Department of Pediatrics, University of Michigan Medical School, Ann Arbor, Michigan, USA.
Department of Internal Medicine, University of Michigan Medical School, Ann Arbor, Michigan, USA.
J Am Med Inform Assoc. 2014 Sep-Oct;21(5):925-37. doi: 10.1136/amiajnl-2014-002767. Epub 2014 Jun 13.
We describe experiments designed to determine the feasibility of distinguishing known from novel associations based on a clinical dataset comprised of International Classification of Disease, V.9 (ICD-9) codes from 1.6 million patients by comparing them to associations of ICD-9 codes derived from 20.5 million Medline citations processed using MetaMap. Associations appearing only in the clinical dataset, but not in Medline citations, are potentially novel.
Pairwise associations of ICD-9 codes were independently identified in both the clinical and Medline datasets, which were then compared to quantify their degree of overlap. We also performed a manual review of a subset of the associations to validate how well MetaMap performed in identifying diagnoses mentioned in Medline citations that formed the basis of the Medline associations.
The overlap of associations based on ICD-9 codes in the clinical and Medline datasets was low: only 6.6% of the 3.1 million associations found in the clinical dataset were also present in the Medline dataset. Further, a manual review of a subset of the associations that appeared in both datasets revealed that co-occurring diagnoses from Medline citations do not always represent clinically meaningful associations.
Identifying novel associations derived from large clinical datasets remains challenging. Medline as a sole data source for existing knowledge may not be adequate to filter out widely known associations.
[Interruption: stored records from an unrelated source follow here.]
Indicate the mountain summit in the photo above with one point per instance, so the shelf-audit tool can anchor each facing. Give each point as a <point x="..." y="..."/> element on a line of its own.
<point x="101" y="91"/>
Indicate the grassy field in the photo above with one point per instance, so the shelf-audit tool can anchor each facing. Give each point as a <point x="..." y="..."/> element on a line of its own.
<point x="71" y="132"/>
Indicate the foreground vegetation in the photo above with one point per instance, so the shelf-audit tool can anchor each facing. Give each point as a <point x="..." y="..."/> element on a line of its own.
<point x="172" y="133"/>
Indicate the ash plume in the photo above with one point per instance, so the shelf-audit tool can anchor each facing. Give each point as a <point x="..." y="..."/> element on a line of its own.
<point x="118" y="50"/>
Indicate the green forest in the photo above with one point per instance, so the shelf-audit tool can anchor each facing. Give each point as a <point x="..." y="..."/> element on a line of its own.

In this study, novel associations were not readily identified. Further improvements in accuracy and relevance for tools such as MetaMap are needed to realize their expected utility.
我们描述了一些实验,旨在通过将 160 万患者的国际疾病分类第 9 版(ICD-9)代码与使用 MetaMap 处理的 2050 万篇 Medline 引文的 ICD-9 代码关联进行比较,从包含 ICD-9 代码的临床数据集来确定区分已知和新关联的可行性。仅在临床数据集中出现而不在 Medline 引文中出现的关联可能是新的。
在临床和 Medline 数据集中独立识别 ICD-9 代码的成对关联,然后进行比较以量化它们的重叠程度。我们还对关联的一个子集进行了手动审查,以验证 MetaMap 在识别 Medline 引文中提到的、构成 Medline 关联基础的诊断方面的性能如何。
临床和 Medline 数据集基于 ICD-9 代码的关联重叠率较低:在临床数据集中发现的 310 万关联中,只有 6.6%也存在于 Medline 数据集中。此外,对同时出现在两个数据集的关联的一个子集进行手动审查表明,Medline 引文中同时出现的诊断并不总是代表有临床意义的关联。
从大型临床数据集识别新的关联仍然具有挑战性。Medline 作为现有知识的唯一数据源,可能不足以过滤掉广泛已知的关联。
在这项研究中,新的关联不容易被识别。需要进一步提高工具(如 MetaMap)的准确性和相关性,以实现其预期的效用。